From: Merv Bitikofer <mrb22667@kansas.net>
Date: Thu Oct 15 2009 - 00:37:21 EDT

My responses inserted below.

Bill Powers wrote
> Merv:
>
> The difficulty, as I understand your depiction of the TE position, is
> that God does not clearly speak with regard to the possibilities of
> the natural world. As such, we are left with what we can make of the
> natural world by any means we think best.
Agreed. One of those 'means' that we collectively seem to agree has a
pretty good track record is that thing we generally call 'science'. And
yet that assertion that I just made is not itself a scientifically
supported statement but must lean entirely on things outside of
science. And I'm quite willing to agree that science is entirely
inadequate for many modes of explanation.
More below.
> However, God has, I'm certain you will agree, spoken clearly with
> regard to some events that are usally referred to as miraculous. Were
> science to argue or be committed to the impossibility of such events,
> you would, I am certain, stand in opposition. I am, of course,
> thinking of the Resurrection, but there are likely many more that
> science cannot explain.

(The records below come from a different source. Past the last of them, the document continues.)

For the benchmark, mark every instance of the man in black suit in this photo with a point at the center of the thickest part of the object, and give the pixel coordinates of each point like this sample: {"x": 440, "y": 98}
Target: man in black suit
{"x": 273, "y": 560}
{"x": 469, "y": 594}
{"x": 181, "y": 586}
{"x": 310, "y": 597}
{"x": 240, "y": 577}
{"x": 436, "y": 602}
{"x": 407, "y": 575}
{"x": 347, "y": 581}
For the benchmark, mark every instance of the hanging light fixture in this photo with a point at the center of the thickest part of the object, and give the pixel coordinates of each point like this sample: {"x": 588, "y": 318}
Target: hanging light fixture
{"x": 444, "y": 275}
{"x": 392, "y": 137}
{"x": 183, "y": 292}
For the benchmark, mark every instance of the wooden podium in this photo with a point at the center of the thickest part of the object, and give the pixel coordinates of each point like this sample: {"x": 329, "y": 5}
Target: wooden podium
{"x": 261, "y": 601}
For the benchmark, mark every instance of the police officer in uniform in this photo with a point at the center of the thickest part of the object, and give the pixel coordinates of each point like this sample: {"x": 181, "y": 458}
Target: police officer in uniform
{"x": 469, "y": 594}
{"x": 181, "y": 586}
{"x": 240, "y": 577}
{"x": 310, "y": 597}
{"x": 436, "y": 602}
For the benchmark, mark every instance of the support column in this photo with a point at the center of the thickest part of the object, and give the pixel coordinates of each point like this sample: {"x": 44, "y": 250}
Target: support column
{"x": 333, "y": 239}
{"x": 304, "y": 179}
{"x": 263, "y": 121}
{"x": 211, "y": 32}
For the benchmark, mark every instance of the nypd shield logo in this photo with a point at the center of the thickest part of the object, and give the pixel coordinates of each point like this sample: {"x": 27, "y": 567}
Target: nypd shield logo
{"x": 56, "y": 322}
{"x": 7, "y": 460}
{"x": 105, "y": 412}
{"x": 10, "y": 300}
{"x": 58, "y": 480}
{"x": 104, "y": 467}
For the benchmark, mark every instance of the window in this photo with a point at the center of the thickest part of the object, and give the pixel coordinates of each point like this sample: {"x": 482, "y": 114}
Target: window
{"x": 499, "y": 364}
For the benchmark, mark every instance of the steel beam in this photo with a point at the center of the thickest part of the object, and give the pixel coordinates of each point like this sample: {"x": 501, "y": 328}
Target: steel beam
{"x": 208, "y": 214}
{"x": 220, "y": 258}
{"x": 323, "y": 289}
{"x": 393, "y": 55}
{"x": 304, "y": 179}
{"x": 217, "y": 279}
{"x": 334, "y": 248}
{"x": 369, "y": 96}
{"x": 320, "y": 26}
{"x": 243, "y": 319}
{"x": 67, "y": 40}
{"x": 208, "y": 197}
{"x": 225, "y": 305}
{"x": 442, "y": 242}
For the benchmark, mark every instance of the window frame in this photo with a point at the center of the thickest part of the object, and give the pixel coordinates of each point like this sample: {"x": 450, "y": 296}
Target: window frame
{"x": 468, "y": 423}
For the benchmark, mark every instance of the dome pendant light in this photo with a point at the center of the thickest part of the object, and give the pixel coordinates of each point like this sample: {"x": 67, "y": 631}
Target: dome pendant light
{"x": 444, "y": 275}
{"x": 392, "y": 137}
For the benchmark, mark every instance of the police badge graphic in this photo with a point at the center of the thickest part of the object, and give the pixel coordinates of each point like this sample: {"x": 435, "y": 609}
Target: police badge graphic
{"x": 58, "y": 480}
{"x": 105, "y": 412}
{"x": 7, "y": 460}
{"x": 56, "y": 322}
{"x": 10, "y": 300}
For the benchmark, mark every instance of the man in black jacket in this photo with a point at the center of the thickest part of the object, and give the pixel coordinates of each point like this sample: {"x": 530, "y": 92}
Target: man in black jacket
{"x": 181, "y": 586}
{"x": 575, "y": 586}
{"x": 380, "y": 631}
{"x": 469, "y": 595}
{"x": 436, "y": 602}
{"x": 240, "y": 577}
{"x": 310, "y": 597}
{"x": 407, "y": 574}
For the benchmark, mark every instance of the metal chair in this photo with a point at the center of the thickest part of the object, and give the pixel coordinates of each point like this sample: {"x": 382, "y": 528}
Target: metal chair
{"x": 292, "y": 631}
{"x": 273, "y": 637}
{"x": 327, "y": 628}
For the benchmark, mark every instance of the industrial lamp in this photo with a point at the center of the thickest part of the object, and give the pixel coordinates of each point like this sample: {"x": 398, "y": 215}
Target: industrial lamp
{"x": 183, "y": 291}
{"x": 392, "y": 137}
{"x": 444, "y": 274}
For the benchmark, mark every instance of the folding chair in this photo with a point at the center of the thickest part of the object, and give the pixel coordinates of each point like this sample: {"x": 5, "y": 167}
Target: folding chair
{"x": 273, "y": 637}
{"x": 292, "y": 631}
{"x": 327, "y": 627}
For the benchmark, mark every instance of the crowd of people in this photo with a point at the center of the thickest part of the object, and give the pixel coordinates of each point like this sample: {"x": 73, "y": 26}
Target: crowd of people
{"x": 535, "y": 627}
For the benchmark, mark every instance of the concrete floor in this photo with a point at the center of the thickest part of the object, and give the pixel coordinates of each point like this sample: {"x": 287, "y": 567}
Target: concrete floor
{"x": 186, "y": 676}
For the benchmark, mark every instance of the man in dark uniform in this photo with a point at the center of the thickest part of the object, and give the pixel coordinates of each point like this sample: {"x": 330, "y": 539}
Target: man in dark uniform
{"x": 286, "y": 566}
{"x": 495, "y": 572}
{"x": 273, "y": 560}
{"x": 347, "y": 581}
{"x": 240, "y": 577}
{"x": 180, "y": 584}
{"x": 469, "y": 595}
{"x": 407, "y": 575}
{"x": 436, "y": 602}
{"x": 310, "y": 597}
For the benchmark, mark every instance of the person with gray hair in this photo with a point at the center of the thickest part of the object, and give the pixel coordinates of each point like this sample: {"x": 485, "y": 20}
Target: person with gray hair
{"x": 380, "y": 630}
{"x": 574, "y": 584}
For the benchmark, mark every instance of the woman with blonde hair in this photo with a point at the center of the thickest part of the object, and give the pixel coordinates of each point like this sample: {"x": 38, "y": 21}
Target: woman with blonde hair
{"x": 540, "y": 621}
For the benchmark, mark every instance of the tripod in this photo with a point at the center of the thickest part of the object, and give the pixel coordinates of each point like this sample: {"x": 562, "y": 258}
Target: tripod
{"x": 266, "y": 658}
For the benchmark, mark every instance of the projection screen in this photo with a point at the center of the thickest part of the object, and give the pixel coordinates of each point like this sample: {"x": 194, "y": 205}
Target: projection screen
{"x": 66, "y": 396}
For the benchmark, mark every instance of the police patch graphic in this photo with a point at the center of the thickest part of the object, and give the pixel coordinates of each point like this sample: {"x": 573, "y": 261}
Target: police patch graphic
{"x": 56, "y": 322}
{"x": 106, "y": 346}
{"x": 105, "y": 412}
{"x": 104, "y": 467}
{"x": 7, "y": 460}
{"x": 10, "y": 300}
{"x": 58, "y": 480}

Were the science of tomorrow to adopt a
> positivist perspective on science, such events would be judged to be
> nonsense. Now one might interpret that to mean that "from the point
> of view of science" they are nonsense, but they might make sense in
> some other context. Still it seems possible to me that science might
> conclude that such events are impossible (men don't raise from the
> dead and water can't be changed into water, etc.)
>
> How would you respond to "scientific" efforts to prove the
> impossibility of such events?
>
> bill
>
'water into wine' --I presume you meant in the last sentences.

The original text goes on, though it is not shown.